Пока не пробил час - Ирина Глебова
Шрифт:
Интервал:
Закладка:
– Но, дорогой! – Люба, до сих пор глядевшая на него в зеркало, удивленно повернулась к нему. – Я не хотела ребенка от Владимира! Тебе, если ты захочешь, – рожу! Но для этого я должна стать твоей женой!
– Любочка, милая… – Анатолий подошел, обнял ее. Голос был усталый, просительный. – Давай все оставим как есть… Я не могу бросить Веру, по крайней мере, так сразу. Это трудно объяснить… Нам ведь и так хорошо!
Она вскочила, отталкивая его руки.
– Да, хорошо – тебе! А мне плохо! Я хочу, чтоб ты был мой и только мой, всегда, каждую минуту! Я уже не могу без тебя, с ума схожу! Я о тебе столько лет мечтала, столько лет была лучшей подругой твоей жены – чтобы только почаще видеть тебя, быть рядом! И вот, когда наконец овдовела и стала свободной, что же ты думаешь, я соглашусь навсегда остаться только твоей любовницей? Как бы не так! Если ты не решаешься – я все сама расскажу Вере!
У него окаменело лицо – резко запульсировала боль над переносицей. Он, стараясь справиться с подступающим к сердцу бешенством, глубоко вздохнул один, второй раз… Люба сразу поняла, в чем дело: она давно, еще от подруги, знала, что Анатолия надо оберегать от всплеска неприятных чувств – у него начинаются мучительные боли. Она мгновенно изменилась в лице, прильнула к его груди.

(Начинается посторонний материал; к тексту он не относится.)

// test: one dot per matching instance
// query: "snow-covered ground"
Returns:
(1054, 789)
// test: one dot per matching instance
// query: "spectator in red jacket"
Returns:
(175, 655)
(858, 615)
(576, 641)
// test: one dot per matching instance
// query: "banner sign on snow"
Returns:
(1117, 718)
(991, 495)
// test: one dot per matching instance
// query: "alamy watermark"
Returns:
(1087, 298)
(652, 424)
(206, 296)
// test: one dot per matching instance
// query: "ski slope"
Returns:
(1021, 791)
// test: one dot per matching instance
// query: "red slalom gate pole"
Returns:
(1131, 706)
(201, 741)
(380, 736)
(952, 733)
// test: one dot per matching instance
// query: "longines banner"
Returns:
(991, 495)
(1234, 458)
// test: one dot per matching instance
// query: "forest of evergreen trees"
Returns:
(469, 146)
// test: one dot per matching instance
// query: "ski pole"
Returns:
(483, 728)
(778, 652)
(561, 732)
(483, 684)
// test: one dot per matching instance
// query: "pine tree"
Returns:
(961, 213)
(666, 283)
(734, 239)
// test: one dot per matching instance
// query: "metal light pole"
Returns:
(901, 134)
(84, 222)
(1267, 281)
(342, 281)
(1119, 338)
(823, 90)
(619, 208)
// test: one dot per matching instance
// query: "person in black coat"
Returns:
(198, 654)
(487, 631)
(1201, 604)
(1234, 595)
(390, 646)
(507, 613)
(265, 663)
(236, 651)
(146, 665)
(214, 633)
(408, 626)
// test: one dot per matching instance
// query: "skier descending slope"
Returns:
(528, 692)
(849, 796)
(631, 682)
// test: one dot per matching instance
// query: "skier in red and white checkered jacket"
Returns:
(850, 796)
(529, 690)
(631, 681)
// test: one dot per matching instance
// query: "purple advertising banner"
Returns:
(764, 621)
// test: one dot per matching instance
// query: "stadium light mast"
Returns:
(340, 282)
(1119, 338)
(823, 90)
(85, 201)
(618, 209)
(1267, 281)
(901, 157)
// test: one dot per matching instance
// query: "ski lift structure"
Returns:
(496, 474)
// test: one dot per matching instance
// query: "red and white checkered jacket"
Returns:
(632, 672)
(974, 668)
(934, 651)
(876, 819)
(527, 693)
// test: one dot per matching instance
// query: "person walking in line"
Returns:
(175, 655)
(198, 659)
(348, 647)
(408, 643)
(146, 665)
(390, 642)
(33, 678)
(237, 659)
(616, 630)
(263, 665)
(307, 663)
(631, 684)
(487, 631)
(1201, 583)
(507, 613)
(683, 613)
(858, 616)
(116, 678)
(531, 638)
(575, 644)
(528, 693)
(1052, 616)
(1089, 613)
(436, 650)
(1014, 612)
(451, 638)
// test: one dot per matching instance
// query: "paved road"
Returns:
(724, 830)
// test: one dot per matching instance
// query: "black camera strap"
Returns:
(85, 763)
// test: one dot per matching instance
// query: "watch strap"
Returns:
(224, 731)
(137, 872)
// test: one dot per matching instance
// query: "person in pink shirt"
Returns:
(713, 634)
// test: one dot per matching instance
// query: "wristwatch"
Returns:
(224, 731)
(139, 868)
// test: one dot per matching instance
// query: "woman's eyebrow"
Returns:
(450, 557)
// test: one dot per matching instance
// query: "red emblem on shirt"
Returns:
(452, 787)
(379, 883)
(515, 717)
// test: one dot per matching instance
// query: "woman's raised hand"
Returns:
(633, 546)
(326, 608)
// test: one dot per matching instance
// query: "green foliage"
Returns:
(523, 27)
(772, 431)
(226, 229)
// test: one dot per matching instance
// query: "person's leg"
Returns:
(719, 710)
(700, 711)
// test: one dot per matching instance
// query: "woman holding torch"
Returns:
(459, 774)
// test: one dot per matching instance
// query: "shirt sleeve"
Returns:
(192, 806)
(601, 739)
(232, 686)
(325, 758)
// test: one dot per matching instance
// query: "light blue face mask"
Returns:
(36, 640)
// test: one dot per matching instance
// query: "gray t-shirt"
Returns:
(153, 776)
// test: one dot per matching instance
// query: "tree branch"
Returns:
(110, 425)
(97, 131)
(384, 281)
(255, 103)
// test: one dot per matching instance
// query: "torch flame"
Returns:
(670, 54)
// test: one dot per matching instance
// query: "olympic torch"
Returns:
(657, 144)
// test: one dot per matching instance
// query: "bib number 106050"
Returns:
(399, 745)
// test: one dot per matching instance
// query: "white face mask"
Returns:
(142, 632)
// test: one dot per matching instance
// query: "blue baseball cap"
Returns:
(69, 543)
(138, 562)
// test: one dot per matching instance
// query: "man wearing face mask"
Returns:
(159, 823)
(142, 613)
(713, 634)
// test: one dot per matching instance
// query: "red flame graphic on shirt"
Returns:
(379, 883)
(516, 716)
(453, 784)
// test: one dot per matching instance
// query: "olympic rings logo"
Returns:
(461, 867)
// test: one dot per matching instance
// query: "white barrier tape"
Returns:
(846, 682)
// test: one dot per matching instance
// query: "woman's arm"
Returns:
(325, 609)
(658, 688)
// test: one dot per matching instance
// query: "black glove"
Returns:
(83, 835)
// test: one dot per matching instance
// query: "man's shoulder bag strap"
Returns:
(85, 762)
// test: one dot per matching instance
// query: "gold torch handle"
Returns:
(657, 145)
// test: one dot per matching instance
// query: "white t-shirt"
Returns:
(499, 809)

– Нет, нет, Анатоль! – зашептала она, заглядывая ему в глаза. – Это все ерунда, просто фантазии! Зачем мне новое замужество, лучше быть свободной!..

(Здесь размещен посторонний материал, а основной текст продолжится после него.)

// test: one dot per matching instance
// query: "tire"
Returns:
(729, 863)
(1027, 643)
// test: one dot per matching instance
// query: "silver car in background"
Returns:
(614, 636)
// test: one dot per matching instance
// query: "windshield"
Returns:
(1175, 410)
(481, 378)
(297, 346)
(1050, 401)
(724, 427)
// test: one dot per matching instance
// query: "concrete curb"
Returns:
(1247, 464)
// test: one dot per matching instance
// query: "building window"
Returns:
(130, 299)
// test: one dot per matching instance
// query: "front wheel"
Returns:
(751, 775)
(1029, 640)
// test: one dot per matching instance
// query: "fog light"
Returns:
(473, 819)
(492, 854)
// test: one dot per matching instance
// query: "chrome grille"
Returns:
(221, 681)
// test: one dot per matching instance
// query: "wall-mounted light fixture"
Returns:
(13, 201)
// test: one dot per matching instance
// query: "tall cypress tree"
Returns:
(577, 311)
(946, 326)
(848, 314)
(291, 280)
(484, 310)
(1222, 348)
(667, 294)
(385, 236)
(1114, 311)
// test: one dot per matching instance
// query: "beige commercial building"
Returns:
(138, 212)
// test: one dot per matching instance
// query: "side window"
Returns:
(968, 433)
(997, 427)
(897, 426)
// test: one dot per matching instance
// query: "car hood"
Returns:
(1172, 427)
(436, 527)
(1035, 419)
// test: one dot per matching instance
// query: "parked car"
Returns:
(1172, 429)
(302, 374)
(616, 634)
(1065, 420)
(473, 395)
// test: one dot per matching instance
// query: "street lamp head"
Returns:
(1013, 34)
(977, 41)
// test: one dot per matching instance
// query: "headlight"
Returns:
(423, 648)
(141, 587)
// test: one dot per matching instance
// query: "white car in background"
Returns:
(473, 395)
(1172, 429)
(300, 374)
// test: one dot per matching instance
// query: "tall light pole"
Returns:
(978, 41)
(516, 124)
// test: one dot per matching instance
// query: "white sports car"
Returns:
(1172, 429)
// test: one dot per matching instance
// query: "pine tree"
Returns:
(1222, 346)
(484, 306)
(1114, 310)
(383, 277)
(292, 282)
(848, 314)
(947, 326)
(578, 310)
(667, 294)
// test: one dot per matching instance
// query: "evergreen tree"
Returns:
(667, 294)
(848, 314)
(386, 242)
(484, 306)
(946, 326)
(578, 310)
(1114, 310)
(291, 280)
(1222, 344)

Но он видел, что в ее глазах, за испугом, прячется, но не уходит упрямство. И он очень хорошо знал, что Любочка привыкла всегда добиваться своего.

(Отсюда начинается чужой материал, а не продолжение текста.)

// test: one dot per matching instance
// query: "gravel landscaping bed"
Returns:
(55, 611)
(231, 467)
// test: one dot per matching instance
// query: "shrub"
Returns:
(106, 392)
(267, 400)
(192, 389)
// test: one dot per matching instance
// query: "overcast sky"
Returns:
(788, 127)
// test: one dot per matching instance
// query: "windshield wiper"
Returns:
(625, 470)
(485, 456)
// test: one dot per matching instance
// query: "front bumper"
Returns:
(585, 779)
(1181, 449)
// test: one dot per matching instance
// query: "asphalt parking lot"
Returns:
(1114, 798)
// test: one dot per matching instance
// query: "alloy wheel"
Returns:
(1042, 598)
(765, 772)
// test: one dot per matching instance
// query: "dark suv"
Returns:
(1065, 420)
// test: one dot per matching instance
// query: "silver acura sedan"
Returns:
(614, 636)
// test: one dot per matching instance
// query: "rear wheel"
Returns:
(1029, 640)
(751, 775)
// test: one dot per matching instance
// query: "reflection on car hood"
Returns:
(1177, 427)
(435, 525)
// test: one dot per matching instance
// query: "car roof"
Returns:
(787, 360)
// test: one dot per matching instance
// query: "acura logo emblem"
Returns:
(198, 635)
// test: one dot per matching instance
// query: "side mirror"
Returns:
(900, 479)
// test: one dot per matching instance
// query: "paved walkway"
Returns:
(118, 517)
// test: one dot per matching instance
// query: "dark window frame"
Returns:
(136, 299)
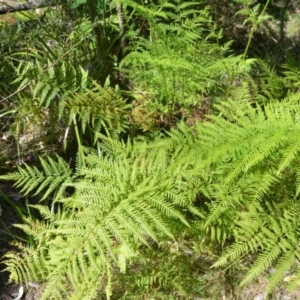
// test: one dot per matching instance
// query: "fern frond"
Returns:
(54, 174)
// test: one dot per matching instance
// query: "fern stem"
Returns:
(80, 147)
(253, 29)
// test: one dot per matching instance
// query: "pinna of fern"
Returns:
(118, 204)
(245, 162)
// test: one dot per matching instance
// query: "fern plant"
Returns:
(119, 203)
(178, 67)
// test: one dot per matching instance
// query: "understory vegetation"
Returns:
(156, 148)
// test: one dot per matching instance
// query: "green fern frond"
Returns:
(53, 176)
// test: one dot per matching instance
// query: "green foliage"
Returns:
(143, 217)
(119, 203)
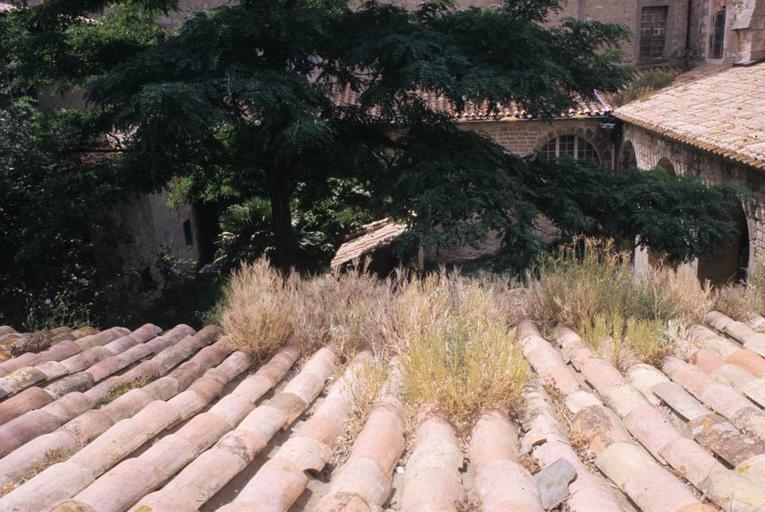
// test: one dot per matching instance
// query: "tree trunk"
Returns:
(280, 183)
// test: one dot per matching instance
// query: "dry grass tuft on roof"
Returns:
(347, 311)
(743, 301)
(459, 357)
(588, 285)
(258, 309)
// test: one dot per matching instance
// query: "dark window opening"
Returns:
(718, 36)
(653, 33)
(187, 234)
(570, 146)
(147, 280)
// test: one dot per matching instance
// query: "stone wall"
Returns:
(526, 137)
(152, 229)
(652, 150)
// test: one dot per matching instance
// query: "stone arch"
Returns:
(627, 157)
(730, 261)
(585, 134)
(667, 165)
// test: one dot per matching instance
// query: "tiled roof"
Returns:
(596, 107)
(369, 238)
(717, 109)
(203, 427)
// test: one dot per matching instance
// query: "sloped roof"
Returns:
(178, 421)
(713, 108)
(597, 107)
(367, 239)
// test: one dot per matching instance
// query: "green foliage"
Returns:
(679, 216)
(244, 99)
(643, 86)
(244, 104)
(589, 286)
(246, 227)
(50, 235)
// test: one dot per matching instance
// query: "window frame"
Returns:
(668, 14)
(575, 155)
(717, 40)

Да, Анатолию очень не хотелось, чтобы Вера узнала о его связи с Савичевой. Он не то чтобы боялся этого – просто не хотел! Жалел жену? Да, жалел. Но было, кроме того, еще и чувство острого стыда перед ней. Во-первых, за то, что его любовницей стала ее лучшая подруга. А во-вторых, чем дольше он скрывал свою измену, тем труднее было признаться: «Я тебя так долго, изо дня в день обманывал… Приходил домой, отдавался твоей доверчивой нежности, а сам еще помнил тело той, другой…» Ужасно! Если бы он сразу решился признаться Вере – это было бы другое дело. Но теперь!.. Нет! Да и не хочет он ее терять!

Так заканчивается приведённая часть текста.